Canada’s spy agency reveals it hacked drug traffickers, extremists, and a ransomware gang in 2024

Canada’s Communications Security Establishment (CSE) has publicly disclosed that it carried out a series of state-authorized cyberattacks last year, targeting fentanyl brokers, a violent extremist group, and a ransomware operation. The agency shared the details in its annual report, offering an unusually candid look at how one of Canada’s most secretive intelligence bodies actually operates.

According to TechCrunch, the CSE conducted three foreign “active cyber operations” in 2024, a term the agency uses for offensive hacking actions aimed at threats to Canadian national security and public safety. A fourth operation was defensive, targeting a phishing campaign directed at federal government systems.

This kind of public disclosure is rare. Spy agencies routinely conduct offensive cyber operations but almost never confirm them, let alone describe the results. The CSE’s willingness to put these actions in writing signals a deliberate choice to build public awareness around the threats Canada faces, and the tools being used to fight them.

Each of the three offensive operations took on a different type of threat. Here is what the report says happened:

  • Fentanyl brokers: The CSE collected intelligence on overseas criminals who were brokering the sale of chemicals used to make synthetic opioids. It then ran an operation that “disrupted and diminished their ability to operate.”
  • Violent extremists: The agency tracked an overseas group spreading extremist ideology and recruiting members, including in Canada. The operation “successfully undermined the group’s credibility and limited their ability to radicalize and recruit new members.”
  • Ransomware gang: The CSE identified a ransomware-as-a-service operation targeting Canadian healthcare, transportation, and business sectors. Its cyber operation “rendered the group’s infrastructure inoperable” and deleted much of the data on the gang’s servers.

Beyond those three targeted operations, the CSE also said it carried out concurrent technical disruptions against 10 of the most significant ransomware groups targeting Canada, making parts of their infrastructure unusable.

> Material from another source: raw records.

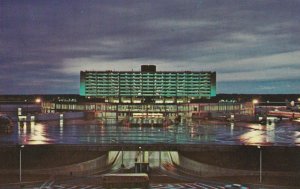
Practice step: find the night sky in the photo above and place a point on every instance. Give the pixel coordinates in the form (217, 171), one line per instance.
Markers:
(254, 46)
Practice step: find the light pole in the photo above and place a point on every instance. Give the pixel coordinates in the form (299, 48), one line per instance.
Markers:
(20, 151)
(254, 102)
(260, 163)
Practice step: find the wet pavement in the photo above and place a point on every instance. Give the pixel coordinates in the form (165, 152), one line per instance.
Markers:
(284, 133)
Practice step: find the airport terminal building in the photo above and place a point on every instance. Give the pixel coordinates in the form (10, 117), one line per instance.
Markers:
(146, 96)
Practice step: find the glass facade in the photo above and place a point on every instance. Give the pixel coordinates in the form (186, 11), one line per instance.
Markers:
(148, 84)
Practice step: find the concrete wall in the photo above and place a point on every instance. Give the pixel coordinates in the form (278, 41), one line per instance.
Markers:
(205, 170)
(99, 164)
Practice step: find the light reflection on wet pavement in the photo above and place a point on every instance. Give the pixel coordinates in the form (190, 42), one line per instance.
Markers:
(91, 132)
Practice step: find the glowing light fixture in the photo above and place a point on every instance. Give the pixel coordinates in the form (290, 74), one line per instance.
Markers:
(38, 100)
(254, 101)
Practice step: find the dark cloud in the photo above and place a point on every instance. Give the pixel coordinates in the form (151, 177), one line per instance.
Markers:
(44, 44)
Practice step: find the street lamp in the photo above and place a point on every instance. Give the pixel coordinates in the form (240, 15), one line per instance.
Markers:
(254, 102)
(20, 151)
(260, 163)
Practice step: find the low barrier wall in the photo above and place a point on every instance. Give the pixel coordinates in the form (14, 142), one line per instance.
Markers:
(97, 165)
(205, 170)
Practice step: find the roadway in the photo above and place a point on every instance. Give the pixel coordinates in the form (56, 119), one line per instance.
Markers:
(82, 132)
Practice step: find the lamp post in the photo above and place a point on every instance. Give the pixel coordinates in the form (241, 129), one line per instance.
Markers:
(254, 102)
(20, 151)
(260, 163)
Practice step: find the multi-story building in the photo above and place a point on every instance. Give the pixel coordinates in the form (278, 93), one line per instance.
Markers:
(148, 85)
(147, 96)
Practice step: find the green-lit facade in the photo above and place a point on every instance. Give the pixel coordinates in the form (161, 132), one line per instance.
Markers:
(147, 84)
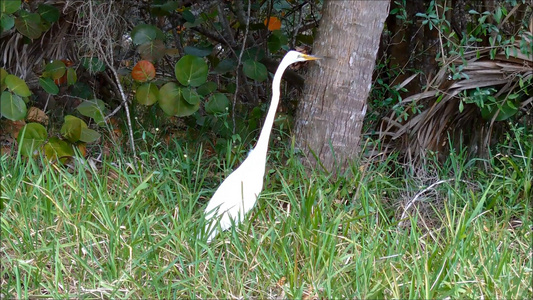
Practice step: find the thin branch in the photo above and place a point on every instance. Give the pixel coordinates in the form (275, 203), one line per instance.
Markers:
(238, 67)
(412, 201)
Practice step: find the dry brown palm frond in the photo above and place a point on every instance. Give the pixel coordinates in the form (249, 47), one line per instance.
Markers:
(441, 118)
(26, 60)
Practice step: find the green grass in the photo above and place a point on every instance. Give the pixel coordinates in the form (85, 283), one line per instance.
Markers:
(128, 230)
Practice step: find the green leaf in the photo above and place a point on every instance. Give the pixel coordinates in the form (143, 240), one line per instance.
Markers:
(17, 86)
(48, 12)
(188, 16)
(190, 96)
(163, 8)
(93, 64)
(218, 103)
(49, 86)
(197, 51)
(29, 24)
(6, 22)
(3, 75)
(191, 70)
(57, 149)
(9, 6)
(81, 90)
(94, 109)
(152, 50)
(253, 54)
(89, 135)
(172, 102)
(144, 33)
(30, 138)
(72, 76)
(276, 40)
(72, 127)
(147, 94)
(206, 88)
(506, 111)
(55, 69)
(225, 66)
(12, 106)
(255, 70)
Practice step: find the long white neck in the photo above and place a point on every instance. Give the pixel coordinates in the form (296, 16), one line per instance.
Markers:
(262, 142)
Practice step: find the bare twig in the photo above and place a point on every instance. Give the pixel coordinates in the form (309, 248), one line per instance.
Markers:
(412, 201)
(238, 67)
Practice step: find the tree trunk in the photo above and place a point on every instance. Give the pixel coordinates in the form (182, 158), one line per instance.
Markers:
(330, 116)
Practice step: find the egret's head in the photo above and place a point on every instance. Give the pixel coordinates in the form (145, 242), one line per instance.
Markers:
(295, 56)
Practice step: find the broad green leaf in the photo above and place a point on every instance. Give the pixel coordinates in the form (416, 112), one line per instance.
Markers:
(144, 33)
(6, 22)
(57, 149)
(93, 109)
(81, 90)
(89, 135)
(506, 111)
(152, 50)
(207, 88)
(12, 106)
(276, 40)
(255, 70)
(191, 70)
(188, 16)
(72, 76)
(190, 96)
(17, 86)
(93, 64)
(3, 75)
(30, 138)
(163, 8)
(197, 51)
(225, 66)
(147, 94)
(55, 69)
(172, 102)
(218, 103)
(252, 54)
(72, 127)
(29, 24)
(49, 86)
(48, 12)
(9, 6)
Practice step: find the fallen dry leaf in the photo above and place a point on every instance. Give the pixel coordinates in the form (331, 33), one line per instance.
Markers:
(37, 115)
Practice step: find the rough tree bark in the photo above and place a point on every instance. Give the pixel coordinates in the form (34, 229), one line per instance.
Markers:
(331, 112)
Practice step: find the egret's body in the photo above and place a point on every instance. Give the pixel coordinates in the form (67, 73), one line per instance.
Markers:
(238, 193)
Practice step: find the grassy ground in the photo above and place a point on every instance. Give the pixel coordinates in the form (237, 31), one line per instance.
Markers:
(128, 230)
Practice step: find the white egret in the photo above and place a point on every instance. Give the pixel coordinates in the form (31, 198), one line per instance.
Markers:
(238, 193)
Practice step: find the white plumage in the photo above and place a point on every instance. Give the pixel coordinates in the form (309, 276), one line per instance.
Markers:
(239, 191)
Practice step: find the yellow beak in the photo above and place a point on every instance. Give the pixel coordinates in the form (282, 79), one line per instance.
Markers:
(311, 57)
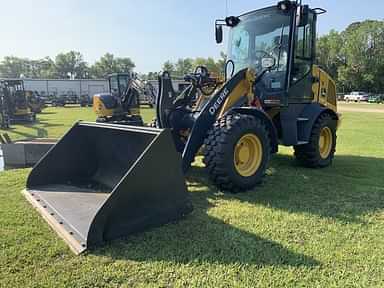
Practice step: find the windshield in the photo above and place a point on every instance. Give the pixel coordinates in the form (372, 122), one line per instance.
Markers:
(264, 33)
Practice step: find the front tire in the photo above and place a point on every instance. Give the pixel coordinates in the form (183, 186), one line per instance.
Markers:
(237, 152)
(320, 150)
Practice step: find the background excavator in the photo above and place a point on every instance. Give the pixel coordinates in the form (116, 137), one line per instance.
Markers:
(16, 104)
(122, 104)
(273, 94)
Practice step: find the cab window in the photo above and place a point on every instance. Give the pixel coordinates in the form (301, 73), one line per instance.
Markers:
(303, 51)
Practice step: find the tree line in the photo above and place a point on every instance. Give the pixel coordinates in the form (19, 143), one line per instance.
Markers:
(187, 65)
(70, 65)
(355, 56)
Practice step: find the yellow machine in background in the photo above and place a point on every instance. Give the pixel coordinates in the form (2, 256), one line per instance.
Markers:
(122, 104)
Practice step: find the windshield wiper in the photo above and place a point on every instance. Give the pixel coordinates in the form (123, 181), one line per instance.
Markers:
(280, 46)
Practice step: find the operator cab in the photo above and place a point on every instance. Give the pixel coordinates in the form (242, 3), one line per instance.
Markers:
(285, 33)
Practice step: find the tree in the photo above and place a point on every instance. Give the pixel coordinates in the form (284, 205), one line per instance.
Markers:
(71, 65)
(169, 67)
(109, 64)
(183, 66)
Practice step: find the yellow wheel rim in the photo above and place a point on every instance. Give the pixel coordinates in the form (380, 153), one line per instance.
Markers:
(325, 142)
(248, 155)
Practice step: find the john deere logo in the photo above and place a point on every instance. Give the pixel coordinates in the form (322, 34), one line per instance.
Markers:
(218, 102)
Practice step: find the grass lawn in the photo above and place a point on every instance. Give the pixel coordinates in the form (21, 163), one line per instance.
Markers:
(53, 122)
(300, 228)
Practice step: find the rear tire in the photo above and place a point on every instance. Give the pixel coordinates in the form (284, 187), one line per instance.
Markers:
(237, 152)
(320, 150)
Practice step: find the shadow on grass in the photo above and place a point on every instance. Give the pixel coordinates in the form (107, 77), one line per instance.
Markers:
(200, 238)
(334, 192)
(39, 129)
(351, 188)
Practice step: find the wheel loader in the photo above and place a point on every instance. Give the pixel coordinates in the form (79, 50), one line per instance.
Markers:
(122, 104)
(104, 181)
(16, 97)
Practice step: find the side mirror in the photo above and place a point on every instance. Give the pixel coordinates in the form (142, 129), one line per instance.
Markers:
(268, 62)
(303, 16)
(219, 33)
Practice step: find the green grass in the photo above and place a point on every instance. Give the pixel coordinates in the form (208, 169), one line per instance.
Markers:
(53, 122)
(300, 228)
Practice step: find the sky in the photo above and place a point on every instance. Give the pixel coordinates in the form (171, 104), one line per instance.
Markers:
(150, 32)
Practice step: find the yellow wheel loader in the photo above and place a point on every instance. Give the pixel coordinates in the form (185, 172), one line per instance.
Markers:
(103, 181)
(122, 104)
(16, 97)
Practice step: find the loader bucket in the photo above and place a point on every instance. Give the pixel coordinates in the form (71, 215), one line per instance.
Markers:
(104, 181)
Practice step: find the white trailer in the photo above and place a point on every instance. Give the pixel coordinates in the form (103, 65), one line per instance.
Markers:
(58, 87)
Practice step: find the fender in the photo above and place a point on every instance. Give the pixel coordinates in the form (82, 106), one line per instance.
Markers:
(260, 114)
(312, 112)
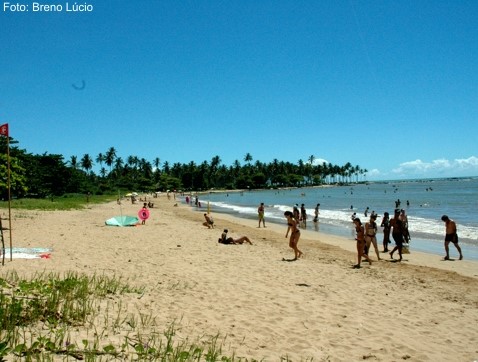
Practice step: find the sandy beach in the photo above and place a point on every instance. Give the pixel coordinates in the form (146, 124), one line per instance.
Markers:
(262, 307)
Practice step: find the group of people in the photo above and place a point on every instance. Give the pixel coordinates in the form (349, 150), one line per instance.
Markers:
(366, 235)
(398, 227)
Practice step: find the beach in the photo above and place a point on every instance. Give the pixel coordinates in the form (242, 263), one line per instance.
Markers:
(262, 305)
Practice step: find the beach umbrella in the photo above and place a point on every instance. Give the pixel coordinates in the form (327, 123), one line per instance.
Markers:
(122, 221)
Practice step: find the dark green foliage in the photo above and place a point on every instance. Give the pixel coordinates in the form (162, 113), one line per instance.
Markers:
(49, 175)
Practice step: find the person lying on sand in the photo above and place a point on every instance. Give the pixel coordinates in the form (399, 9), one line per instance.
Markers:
(209, 221)
(228, 240)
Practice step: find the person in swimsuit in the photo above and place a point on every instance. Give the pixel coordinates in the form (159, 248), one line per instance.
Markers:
(293, 227)
(386, 231)
(450, 236)
(370, 234)
(397, 233)
(231, 241)
(209, 221)
(261, 212)
(360, 243)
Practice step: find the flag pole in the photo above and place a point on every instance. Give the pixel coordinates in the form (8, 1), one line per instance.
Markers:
(9, 197)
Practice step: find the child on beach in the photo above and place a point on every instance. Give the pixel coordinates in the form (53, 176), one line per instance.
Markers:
(386, 231)
(360, 243)
(293, 227)
(397, 234)
(371, 234)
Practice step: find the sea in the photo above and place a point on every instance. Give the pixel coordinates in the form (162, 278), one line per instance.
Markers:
(424, 201)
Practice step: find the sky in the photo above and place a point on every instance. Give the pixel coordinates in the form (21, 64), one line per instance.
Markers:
(391, 86)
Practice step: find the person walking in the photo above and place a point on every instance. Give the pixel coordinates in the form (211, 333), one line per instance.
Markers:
(450, 236)
(371, 235)
(360, 243)
(261, 213)
(397, 234)
(386, 231)
(293, 227)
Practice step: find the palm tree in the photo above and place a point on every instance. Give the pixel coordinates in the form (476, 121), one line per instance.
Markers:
(100, 158)
(86, 162)
(110, 157)
(248, 158)
(156, 163)
(74, 162)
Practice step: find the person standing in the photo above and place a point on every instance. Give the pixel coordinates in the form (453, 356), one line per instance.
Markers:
(360, 243)
(397, 233)
(404, 219)
(303, 215)
(371, 234)
(386, 231)
(260, 213)
(293, 227)
(316, 211)
(450, 236)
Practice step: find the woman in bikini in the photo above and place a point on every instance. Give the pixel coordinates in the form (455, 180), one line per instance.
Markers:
(360, 243)
(293, 227)
(371, 235)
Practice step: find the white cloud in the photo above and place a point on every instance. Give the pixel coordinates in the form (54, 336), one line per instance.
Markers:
(438, 168)
(319, 161)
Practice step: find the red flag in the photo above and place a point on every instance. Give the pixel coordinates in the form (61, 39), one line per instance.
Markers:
(4, 129)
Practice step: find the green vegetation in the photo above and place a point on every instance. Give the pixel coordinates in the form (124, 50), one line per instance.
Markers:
(82, 317)
(65, 202)
(49, 175)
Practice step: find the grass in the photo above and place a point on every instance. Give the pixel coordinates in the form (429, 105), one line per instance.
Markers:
(78, 317)
(66, 202)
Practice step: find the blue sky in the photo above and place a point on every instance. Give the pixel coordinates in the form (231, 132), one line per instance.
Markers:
(391, 86)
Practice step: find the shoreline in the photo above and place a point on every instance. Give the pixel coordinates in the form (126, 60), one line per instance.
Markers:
(418, 258)
(261, 306)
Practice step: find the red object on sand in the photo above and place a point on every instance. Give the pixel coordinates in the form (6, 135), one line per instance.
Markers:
(143, 214)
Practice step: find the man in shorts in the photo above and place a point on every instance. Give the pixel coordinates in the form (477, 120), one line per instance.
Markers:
(450, 236)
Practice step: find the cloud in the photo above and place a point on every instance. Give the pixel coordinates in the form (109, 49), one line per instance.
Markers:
(438, 168)
(319, 161)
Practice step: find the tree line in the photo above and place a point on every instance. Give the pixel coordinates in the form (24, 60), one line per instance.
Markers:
(34, 175)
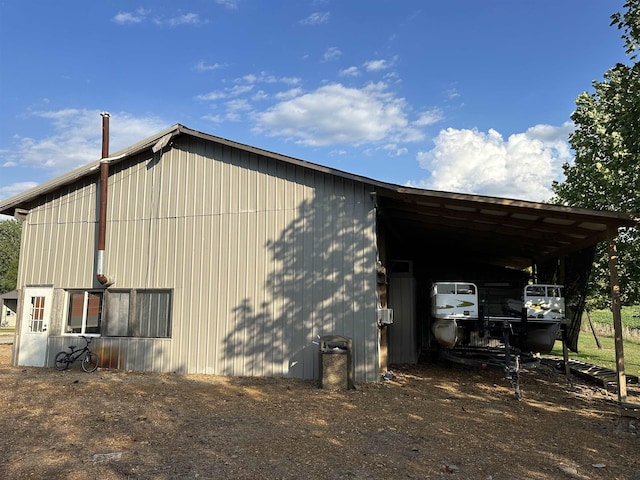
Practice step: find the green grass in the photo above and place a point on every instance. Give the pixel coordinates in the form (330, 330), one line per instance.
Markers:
(602, 320)
(630, 316)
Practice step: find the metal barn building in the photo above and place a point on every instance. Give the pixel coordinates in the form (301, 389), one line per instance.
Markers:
(191, 253)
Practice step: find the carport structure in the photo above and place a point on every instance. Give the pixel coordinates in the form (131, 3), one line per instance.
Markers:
(459, 236)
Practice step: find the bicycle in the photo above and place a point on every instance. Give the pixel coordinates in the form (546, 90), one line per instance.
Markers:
(89, 363)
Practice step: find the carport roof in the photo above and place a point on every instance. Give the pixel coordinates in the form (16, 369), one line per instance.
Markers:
(498, 230)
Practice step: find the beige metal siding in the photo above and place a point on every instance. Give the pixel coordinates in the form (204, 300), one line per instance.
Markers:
(264, 258)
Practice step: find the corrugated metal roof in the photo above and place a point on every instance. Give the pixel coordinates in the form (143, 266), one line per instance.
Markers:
(504, 231)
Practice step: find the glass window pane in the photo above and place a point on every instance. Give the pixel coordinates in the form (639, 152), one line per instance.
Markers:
(94, 312)
(116, 318)
(76, 310)
(153, 314)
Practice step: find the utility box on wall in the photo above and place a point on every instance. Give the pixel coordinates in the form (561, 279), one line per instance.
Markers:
(385, 316)
(336, 363)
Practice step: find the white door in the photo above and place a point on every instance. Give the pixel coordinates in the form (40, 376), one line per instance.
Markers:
(35, 326)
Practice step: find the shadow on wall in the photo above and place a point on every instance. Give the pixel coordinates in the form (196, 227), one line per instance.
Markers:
(321, 282)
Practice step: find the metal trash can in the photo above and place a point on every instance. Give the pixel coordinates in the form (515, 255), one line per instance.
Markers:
(336, 363)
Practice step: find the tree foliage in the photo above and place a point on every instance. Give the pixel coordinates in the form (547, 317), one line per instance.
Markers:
(606, 169)
(10, 231)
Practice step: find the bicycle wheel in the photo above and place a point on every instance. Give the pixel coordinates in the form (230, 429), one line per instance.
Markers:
(62, 361)
(90, 362)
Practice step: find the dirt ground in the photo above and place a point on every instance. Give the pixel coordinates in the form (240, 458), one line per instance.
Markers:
(428, 422)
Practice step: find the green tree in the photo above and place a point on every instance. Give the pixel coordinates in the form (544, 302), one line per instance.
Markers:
(606, 169)
(10, 231)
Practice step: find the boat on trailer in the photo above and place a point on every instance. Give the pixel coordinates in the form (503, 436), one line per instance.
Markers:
(459, 318)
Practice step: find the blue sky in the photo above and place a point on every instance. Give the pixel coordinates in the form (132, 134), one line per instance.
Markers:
(456, 95)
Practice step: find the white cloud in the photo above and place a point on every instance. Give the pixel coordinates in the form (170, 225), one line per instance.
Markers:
(141, 15)
(349, 72)
(429, 117)
(376, 65)
(316, 18)
(130, 18)
(292, 93)
(230, 4)
(76, 139)
(263, 77)
(523, 166)
(186, 19)
(201, 66)
(332, 53)
(335, 114)
(234, 91)
(15, 188)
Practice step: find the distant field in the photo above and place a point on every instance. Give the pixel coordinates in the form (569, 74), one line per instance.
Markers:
(630, 317)
(605, 356)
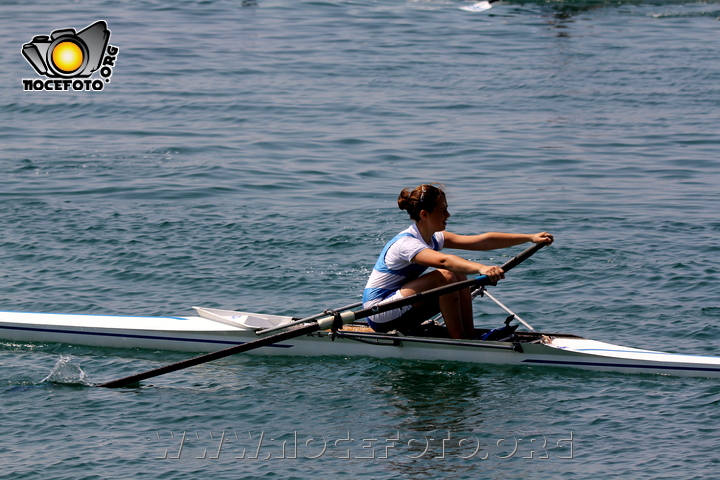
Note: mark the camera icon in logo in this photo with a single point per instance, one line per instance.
(66, 53)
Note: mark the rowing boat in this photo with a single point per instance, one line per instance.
(211, 330)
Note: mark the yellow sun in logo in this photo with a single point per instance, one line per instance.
(67, 56)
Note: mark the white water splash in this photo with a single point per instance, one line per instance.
(478, 7)
(66, 372)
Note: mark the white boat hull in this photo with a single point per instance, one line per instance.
(197, 334)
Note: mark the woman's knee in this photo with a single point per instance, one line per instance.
(450, 277)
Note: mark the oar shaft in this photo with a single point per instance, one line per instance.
(321, 323)
(261, 342)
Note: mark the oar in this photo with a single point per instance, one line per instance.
(313, 324)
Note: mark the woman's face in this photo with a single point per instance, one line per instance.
(437, 219)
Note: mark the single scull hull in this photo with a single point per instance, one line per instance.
(198, 334)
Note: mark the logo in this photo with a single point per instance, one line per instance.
(69, 58)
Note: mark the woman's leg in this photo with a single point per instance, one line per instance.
(456, 307)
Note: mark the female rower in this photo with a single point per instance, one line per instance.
(398, 270)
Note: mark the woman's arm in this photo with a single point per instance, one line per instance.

That is a notable scope of activity for a single year and suggests the agency is treating ransomware not as an isolated criminal problem but as an ongoing national security issue.

The report did not name the groups involved or specify where they were located. It also gave no technical detail about how the operations were carried out. That is standard practice. Even when agencies choose to acknowledge offensive operations, they protect the methods behind them.

Canada is not alone in this approach. The U.S. Cyber Command, based in Fort Meade, Maryland, has been running what it calls “hunt forward” operations since 2018, sending cyber teams to allied nations to defend networks and disrupt adversaries. Those operations have grown from a handful in 2018 to more than two dozen in 2025, reflecting how much offensive cyber activity has expanded across Western governments over the past decade.

What makes the CSE’s report worth paying attention to is the mix of threats it covers. Ransomware gangs and fentanyl networks are not the typical targets people associate with a signals intelligence agency. But the CSE’s mandate includes defending public safety, and the report makes clear that the agency sees drug trafficking networks and extremist recruiters as legitimate targets for the same tools it uses against state-backed hackers.

The defensive operation is also significant. The CSE said it disrupted infrastructure being used in a phishing campaign against Canadian federal institutions, and “degraded” the attackers’ ability to go after Canadian targets. No further details were given, but it confirms the agency is also actively working to protect government networks, not just conducting operations abroad.

For the public, the annual report is one of the only windows into what the CSE actually does. These disclosures, limited as they are, help build accountability around a powerful agency that operates largely out of sight.